The under-water volcano Columbus, situated 6,5 meters south-east of Santorini in the Aegean sea, is being observed with great interest by Greek and German scientists. The have registered constant earthquakes of 4 Richter, hot air eruptions and continuous changes in the sea floor around the crater. The volcano is 470 meters high and reaches down to 17 meters beneath the sea floor. Its crater’s width is out of proportion- 1.5 kilometers. Complex submarine equipment has shown that Columbus’s volcanic activity never stops. It is the reason for the frequent earthquakes and constant changes in the surface around the crater.

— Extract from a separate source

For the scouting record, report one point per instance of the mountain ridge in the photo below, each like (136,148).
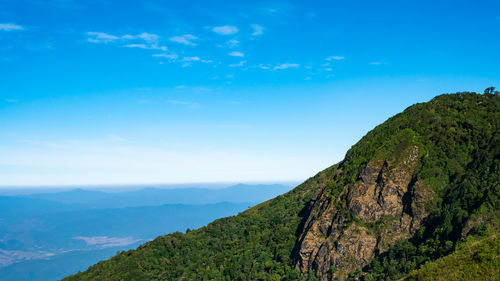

“The distortion of the sea floor is minor but it can be seen on the walls of the crater and in the 10-15-kilometers perimeter around it,” says Martin Heds from the Geology and Seismology institute to the Hamburg University. According to him, this does not indicate an eruption in near future. The last eruption of Columbus was in 1650. “Reservoirs” filled with hot water, reaching 200 degrees centigrade, resembling under-water fire places and releasing different kinds of gases- mostly carbon dioxide and hydrogen sulphide, were found around the volcano. Another reservoir- 5 kilometers wide is situated under the volcano, filled with magma. A liquid, boiling substance is being released by this reservoir, causing the earthquakes and the other phenomena observed by the scientists.
To compare, the other volcano situated nearby is not causing any earthquakes, no release of submarine gases is observed and the gases evolving obove the sea-surface have a temperature of 17 degrees centigrade, i. e., it is in a quiet stage. Columbus is part of the Santorini volcanic center, belonging to the Volcanic group of the South Aegean, together with Susaki, Metana, Milos and Nisiros. This group appeared around 13 years ago when the north part of the African tectonic slab began submerging under Aegean sea’s slab.